The seam most posts skip. All of this only matters because of how
all-reduce decomposes. The classical implementation, ring all-reduce,
splits the gradient buffer into chunks and pipelines them around a
ring of GPUs in two passes (reduce-scatter, then all-gather). The
clever part: per-GPU bytes-on-the-wire is 2(N-1)/N × K for a buffer
of size K and N GPUs — which approaches 2K from below as N grows, and
is essentially independent of cluster size. So the cost of doubling
the cluster is dominated by latency (more hops around the ring), not
bandwidth — which is why microsecond tail behavior matters so much,
and why you build the cheap fast network inside the box (NVLink, where
the ring is short) and the expensive predictable network between boxes
(InfiniBand or tuned RoCE, where the ring is long). Ring isn’t the
only collective shape in use anymore — at very large scale, recursive
halving/doubling and hierarchical schemes are common — but the ring
analysis is the cleanest way to see why the bandwidth/latency split
shows up in the hardware.
Famous related terms
- NVLink —
NVLink = direct GPU-to-GPU link + non-blocking switch fabric (NVSwitch)— replaces PCIe for in-box GPU traffic; ~900 GB/s bidirectional per H100. - NVSwitch —
NVSwitch ≈ Ethernet switch, but for NVLink— what makes the 8-GPU all-to-all fabric inside a DGX/HGX node non-blocking. - InfiniBand —
InfiniBand = lossless fabric + RDMA + microsecond latency— the historical default between AI servers; designed for HPC long before “AI cluster” was a phrase. - RoCE —
RoCE = RDMA semantics + lossless-tuned Ethernet— Ethernet’s answer to InfiniBand for AI fabrics. - All-reduce —
all-reduce = sum-across-everyone + result-to-everyone— the collective op that gates every training step. - Ring all-reduce —
ring all-reduce ≈ reduce-scatter + all-gather around a ring— the pattern that makes per-GPU traffic approach 2× the buffer regardless of cluster size, at the price of being latency-sensitive (more hops as N grows).
Going deeper
- NVIDIA, Introducing NVIDIA HGX H100 (developer blog) — the canonical, if self-interested, source for the 8-GPU topology, NVSwitch count, and 3.6 TB/s bisection number.
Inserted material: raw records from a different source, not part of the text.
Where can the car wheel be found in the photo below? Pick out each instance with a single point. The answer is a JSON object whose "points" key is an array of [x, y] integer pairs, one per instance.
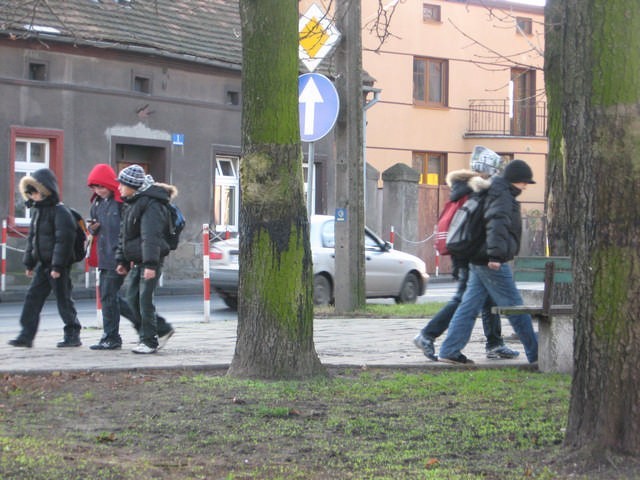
{"points": [[322, 294], [231, 302], [409, 290]]}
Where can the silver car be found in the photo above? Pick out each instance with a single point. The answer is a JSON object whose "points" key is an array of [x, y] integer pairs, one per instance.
{"points": [[389, 273]]}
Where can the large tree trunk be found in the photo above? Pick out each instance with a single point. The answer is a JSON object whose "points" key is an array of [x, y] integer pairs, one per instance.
{"points": [[275, 314], [600, 88]]}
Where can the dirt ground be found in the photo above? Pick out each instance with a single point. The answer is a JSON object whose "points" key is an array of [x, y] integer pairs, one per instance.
{"points": [[142, 424]]}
- Meta Engineering, RoCE networks for distributed AI training at scale (Aug 2024) — the writeup of training Llama 3 over Ethernet rather than InfiniBand; useful for the “InfiniBand isn’t strictly required” half of the story.
- Patarasuk & Yuan, Bandwidth Optimal All-reduce Algorithms for Clusters of Workstations (J. Parallel Distrib. Comput., 2009) — the paper behind ring all-reduce. Predates the AI boom and is more readable for it.
- Andrew Gibiansky’s Bringing HPC techniques to deep learning (originally Baidu Research, 2017) — the post that introduced ring all-reduce to a lot of ML practitioners; still one of the clearest explanations I know.